I blinked at that phrase but continued listening.

“… you know about the planetary dataspheres.”

“Yes,” I said, and tapped the comlog. “This trinket says that Mare Infinitus doesn’t have one.”

“Right,” said Aenea. “But most of the Web worlds used to. And from the dataspheres, there was the megasphere.”

“The farcaster medium… the Void thing… linked dataspheres, right?” I said. “FORCE and the Hegemony electronic government, the All Thing, they used the megasphere as well as the fatline to stay connected.”

“Yep,” said Aenea. “The megasphere actually existed on a subplane of the fatline.”

“I didn’t know that,” I said. The FTL medium had not existed in my lifetime.

“Do you remember what the last message on the fatline was before it went down during the Fall?” asked the child.

“Yes,” I said, closing my eyes. The lines of the poem did not come to me this time. The ending of the Cantos had always been too vague to interest me enough to memorize all those stanzas, despite Grandam’s drilling. “Some cryptic message from the Core,” I said. “Something about—get off the line and quit tying it up.”

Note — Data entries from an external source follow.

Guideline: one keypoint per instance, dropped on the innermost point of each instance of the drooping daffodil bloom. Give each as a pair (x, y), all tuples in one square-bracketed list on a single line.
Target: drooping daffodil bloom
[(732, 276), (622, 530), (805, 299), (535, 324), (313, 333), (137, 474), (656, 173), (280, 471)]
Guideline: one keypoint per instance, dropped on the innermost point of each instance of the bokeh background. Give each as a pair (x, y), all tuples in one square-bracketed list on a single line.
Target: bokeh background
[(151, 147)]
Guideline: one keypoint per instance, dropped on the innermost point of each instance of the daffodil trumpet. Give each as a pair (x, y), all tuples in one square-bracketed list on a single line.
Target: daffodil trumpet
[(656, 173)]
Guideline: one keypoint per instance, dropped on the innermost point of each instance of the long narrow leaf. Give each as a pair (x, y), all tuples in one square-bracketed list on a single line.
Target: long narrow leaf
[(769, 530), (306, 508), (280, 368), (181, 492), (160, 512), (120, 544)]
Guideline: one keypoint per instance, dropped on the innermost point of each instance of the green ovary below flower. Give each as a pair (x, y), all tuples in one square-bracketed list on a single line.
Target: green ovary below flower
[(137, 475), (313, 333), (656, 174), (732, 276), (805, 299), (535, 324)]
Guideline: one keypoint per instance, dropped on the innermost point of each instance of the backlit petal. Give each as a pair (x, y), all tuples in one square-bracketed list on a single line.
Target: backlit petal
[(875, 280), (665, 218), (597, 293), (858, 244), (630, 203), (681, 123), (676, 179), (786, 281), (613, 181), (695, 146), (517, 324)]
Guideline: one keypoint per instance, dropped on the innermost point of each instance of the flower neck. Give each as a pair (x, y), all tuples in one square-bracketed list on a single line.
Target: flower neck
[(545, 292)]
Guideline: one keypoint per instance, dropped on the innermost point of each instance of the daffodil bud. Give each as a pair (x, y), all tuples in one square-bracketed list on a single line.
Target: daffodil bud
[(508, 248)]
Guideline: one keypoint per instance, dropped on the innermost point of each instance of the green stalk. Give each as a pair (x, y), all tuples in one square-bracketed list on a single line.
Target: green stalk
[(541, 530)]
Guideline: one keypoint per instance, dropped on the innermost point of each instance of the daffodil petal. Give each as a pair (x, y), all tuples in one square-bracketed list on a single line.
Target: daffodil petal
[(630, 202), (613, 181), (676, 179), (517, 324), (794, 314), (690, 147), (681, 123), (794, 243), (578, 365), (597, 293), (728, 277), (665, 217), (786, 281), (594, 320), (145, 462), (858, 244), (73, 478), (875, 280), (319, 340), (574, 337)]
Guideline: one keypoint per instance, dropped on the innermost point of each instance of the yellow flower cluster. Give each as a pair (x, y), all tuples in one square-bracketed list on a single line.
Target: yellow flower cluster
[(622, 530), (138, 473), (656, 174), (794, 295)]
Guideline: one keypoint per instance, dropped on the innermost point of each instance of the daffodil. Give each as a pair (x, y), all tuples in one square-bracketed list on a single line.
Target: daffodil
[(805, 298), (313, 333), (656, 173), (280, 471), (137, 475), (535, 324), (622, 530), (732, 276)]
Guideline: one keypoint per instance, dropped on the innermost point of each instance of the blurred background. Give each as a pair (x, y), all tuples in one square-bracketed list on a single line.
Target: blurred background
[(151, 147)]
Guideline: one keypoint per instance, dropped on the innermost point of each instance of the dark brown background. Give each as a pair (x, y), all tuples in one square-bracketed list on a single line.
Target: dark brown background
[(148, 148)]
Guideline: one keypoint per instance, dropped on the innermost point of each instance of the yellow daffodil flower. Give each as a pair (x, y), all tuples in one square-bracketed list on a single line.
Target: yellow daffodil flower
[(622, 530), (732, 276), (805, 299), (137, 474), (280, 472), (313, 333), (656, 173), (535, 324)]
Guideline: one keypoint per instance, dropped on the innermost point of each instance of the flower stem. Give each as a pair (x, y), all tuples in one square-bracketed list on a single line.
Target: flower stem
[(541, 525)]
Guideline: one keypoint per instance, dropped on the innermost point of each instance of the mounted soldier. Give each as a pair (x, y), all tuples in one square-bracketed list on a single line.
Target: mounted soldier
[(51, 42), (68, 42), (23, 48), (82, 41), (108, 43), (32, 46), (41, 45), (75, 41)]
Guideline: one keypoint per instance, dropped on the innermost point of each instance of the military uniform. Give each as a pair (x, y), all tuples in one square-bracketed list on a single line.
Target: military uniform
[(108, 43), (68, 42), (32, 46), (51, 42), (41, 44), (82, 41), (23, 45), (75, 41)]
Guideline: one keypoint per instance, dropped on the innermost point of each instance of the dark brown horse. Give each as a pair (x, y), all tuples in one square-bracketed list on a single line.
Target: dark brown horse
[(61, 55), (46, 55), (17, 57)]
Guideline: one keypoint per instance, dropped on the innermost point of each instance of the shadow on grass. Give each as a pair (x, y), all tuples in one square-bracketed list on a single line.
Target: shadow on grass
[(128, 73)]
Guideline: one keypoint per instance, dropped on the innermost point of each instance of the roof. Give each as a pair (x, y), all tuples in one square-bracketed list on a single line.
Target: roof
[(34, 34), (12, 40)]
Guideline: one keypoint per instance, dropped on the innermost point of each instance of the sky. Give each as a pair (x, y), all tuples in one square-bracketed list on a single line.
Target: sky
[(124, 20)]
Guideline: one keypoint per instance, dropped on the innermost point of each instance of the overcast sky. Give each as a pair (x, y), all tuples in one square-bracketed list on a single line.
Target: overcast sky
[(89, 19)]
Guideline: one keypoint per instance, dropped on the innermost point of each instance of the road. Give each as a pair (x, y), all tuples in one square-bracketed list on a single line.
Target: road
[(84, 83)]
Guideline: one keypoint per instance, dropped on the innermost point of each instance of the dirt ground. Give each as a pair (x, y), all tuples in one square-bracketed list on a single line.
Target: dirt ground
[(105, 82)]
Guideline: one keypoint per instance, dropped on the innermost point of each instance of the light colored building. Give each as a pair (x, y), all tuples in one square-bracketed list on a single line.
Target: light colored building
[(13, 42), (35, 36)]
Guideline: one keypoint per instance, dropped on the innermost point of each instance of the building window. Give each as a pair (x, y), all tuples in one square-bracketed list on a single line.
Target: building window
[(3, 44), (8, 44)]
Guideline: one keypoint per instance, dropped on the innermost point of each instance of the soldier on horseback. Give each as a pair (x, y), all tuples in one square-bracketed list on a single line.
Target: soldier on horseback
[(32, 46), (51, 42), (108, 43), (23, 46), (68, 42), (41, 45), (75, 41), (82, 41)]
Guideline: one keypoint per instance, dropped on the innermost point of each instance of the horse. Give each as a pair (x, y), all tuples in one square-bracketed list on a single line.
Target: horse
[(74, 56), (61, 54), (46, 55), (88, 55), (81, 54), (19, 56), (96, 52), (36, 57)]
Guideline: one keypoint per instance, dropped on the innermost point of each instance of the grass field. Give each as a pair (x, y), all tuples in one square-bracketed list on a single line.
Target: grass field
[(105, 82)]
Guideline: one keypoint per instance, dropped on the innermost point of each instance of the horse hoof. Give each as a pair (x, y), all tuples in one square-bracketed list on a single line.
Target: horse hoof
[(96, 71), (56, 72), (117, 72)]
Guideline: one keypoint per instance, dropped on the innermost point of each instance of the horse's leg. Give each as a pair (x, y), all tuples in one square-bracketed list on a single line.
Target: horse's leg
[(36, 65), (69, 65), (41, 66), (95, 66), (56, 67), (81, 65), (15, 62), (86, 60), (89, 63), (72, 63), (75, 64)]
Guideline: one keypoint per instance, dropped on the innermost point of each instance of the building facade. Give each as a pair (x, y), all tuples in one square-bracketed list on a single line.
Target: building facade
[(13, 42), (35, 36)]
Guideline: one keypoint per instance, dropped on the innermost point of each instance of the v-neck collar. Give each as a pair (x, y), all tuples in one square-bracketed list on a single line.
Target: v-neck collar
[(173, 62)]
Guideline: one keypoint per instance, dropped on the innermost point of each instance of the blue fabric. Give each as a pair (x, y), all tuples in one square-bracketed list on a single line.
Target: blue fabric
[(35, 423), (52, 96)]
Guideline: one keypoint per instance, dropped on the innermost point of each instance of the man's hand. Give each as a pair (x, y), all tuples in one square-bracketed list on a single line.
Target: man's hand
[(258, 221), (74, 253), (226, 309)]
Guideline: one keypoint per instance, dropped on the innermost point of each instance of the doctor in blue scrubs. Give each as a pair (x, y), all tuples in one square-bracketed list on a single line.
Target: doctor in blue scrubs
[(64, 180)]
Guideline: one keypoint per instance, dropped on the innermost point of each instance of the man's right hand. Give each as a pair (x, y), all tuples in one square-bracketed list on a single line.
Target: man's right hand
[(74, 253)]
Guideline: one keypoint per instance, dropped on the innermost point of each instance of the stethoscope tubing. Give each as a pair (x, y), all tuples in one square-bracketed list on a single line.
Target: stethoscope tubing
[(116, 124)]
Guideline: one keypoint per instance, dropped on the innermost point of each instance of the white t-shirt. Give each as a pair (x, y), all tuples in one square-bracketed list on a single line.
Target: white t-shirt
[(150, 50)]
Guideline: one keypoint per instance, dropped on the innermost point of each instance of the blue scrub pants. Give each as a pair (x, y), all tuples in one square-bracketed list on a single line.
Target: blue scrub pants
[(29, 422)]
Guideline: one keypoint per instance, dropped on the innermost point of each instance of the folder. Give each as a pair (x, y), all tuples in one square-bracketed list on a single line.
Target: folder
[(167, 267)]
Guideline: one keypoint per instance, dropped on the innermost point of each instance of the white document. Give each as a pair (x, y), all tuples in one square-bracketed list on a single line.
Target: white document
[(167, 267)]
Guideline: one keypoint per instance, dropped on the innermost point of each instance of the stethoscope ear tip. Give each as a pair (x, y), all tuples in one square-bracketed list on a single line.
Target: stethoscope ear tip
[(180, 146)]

“The message,” said Aenea, “was—THERE WILL BE NO FURTHER MISUSE OF THIS CHANNEL. YOU ARE DISTURBING OTHERS WHO ARE USING IT TO SERIOUS PURPOSE. ACCESS WILL BE RESTORED WHEN YOU UNDERSTAND WHAT IT IS FOR.”

“Right,” I said. “That’s in the Cantos. I think. And then the hyperstring medium just quit working. The Core sent that message and shut down the fatline.”

“The Core did not send that message,” said Aenea.

I remember the slow chill that spread through me then, despite the heat of the two suns. “It didn’t?” I said stupidly. “Who did?”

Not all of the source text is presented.